Die Stereoanlage war noch eingeschaltet, und so musste Paul nur noch die Bandaufnahme starten. Gundolf nahm beim zweiten Signalton ab, und nach einem Austausch belangloser Floskeln war bald klar, daß bei den Köhlers die Scheiße beinahe schon überkochte.

»Wie … wat määste, wat hätt die jesaat?«, begann Peter die vorsichtige Befragung.

»Ja do kunns disch freue, wenn de no hus kommst!«

»Wiso dat denn?«

»Ja weil de dich freue kanns.«

»Wat hat die denn jesaat?«

»Dat du Prüjel kriss.«

»Wer?«

»Duuu, Peter!«

»Wieso denn ich?«

»Ja, wesisch nit«

»Mich kannste nit verarsche, Gundolf! Saach ens , wat hätt die echt jesaat ?«

»Ja bei uns hat die Polizee anjerufen.«

»Bei euch?

»Ja!«

»Ja, ich soll injebroche han … ja in ne Juwelierlade un …«

»Juwelierladen?!! Owei, un wat säät de Mamma da?«

»Ja, ich kann jehn!«

»Ach du Scheisse …!«

»Wann bist Du denn zohus, Peter? So unjefär, dann bin ich auch da, dann jibts nit su vill Ärjer.

»Vedel na elf.«

»Is jut. Un lass die Anruferei sein.«

Klick.

 

Eigentlich war alles super gelaufen.Aber wie sagt man so schön: »Man scheisst nicht vor seine eigene Tür.« Gundolf obdachlos zu machen, war jetzt wirklich nicht das, was sie beabsichtigt hatten.
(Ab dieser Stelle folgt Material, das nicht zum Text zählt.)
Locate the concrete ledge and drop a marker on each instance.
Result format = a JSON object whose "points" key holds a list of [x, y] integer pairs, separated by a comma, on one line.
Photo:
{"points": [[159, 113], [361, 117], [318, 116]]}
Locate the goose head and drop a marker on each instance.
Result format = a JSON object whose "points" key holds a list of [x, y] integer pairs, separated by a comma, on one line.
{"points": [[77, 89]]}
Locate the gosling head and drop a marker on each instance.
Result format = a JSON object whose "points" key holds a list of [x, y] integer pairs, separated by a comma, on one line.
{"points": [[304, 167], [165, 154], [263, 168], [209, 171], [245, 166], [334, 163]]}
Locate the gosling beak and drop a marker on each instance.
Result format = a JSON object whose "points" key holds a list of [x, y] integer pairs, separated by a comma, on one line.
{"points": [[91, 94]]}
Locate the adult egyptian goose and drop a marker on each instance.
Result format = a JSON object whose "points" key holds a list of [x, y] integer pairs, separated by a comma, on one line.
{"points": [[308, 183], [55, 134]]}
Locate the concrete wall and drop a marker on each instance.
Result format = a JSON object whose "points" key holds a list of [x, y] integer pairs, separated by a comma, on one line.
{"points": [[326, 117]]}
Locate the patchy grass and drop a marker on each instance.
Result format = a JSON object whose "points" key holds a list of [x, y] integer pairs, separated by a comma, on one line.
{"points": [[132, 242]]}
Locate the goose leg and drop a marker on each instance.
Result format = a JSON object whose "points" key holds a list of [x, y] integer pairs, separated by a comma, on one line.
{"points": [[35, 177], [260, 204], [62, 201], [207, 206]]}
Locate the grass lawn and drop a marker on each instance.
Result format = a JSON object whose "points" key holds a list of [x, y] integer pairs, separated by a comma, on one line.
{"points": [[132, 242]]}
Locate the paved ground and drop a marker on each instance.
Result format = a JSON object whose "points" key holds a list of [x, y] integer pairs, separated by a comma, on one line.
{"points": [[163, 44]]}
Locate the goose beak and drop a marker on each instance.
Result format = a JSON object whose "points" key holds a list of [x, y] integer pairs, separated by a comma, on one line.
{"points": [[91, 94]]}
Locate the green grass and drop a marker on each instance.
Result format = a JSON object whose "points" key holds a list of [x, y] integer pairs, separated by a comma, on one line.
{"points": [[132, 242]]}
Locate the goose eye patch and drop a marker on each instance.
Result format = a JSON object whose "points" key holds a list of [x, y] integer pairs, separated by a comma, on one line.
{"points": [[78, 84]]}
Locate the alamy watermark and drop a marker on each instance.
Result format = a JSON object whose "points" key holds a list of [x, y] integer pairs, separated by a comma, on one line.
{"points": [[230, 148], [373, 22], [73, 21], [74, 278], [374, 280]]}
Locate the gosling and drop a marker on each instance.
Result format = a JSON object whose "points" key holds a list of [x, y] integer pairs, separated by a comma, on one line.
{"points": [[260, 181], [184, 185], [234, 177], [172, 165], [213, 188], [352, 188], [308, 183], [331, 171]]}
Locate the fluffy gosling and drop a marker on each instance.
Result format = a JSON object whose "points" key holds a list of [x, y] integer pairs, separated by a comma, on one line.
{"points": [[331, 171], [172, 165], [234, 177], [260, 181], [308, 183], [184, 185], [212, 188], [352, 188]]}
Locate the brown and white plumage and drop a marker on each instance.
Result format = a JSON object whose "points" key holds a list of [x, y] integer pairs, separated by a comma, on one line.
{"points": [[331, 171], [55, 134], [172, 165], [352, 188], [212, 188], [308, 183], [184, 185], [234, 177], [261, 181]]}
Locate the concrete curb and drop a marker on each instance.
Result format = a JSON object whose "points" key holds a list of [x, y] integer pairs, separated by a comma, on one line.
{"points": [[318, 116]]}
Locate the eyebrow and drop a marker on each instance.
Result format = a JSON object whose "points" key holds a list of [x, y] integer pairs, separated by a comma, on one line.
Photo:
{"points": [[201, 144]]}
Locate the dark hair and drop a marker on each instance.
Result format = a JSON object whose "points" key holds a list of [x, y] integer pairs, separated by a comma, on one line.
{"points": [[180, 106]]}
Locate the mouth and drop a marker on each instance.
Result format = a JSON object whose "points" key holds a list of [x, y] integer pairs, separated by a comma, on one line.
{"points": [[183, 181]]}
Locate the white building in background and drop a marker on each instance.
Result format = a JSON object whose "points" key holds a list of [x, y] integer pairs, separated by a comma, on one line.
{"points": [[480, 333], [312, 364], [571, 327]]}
Paul wurde klar, das sie etwas unternehmen mussten, man würde ihm das sonst ewig nachtragen. «Der Paul, das Arschloch, wegen dem Peters Bruder jetzt auf der Straße liegt!« Und das wegen einem fingierten Telefonanruf. Das wußte zwar keiner, aber trotzdem. Vielleicht ja doch, irgendwann, durch einen Zufall.

»Wer ist jetzt der Schuldige?«, fragte Paul in die Runde.

»Na, dieser scheiss Bulle, der Winterscheid von der Kripo.« antworteten Christian und Peter fast zeitgleich.

Ein Wink mit dem Zaunpfahl, der die Lösung enthielt. Paul musste nur noch einmal den Winterscheid geben, bei Peter und Gundolfs Mutter anrufen und das Ganze irgendwie auflösen.

 

Paul spielte verschiedene Varianten im Kopf durch.

»Guten Abend Frau Köhler … die bayerischen Kollegen haben ihren Sohn inzwischen gefunden. Er war in München, auf dem Oktoberfest.« - »Frau Köhler, es tut uns leid, dass es solange gedauert hat, aber die blutigen Überreste ihres Sohnes waren über eine so grosse Fläche verteilt dass man erst schauen mussten was wo hingehört.« - »Es war wie im Krieg, Frau Köhler!«

Paul grinste innerlich, verwarf diese Version aber aus naheliegenden Gründen schnell.

Peter würde ihm, wie man so schön sagt, umgehend die Fresse polieren, wenn er mit so was ankam.

Er beschloss, diese Idee für ein anderes Chaostelefonat abzuspeichern.

HK Winterscheid war schon ein richtiger Psycho!

 

Der Rest war simples Handwerk. Hauptkommissar Winterscheid rief noch einmal bei Frau Köhler an und erklärte mit schnell vorgetragenen inhaltsleeren Floskeln, unter Zurückweisung jeder Verantwortung der Behörde, dass eine Verwechslung vorgelegen hätte und ihr Sohn somit entlastet sei. Damit war die Kuh vom Eis.

 

Das nächste Mal, schwor Paul, würde HK Winterscheid einen Terroranschlag ankündigen. Oder meldete den Austritt von Radioaktivität in derStadt. Wem auch immer.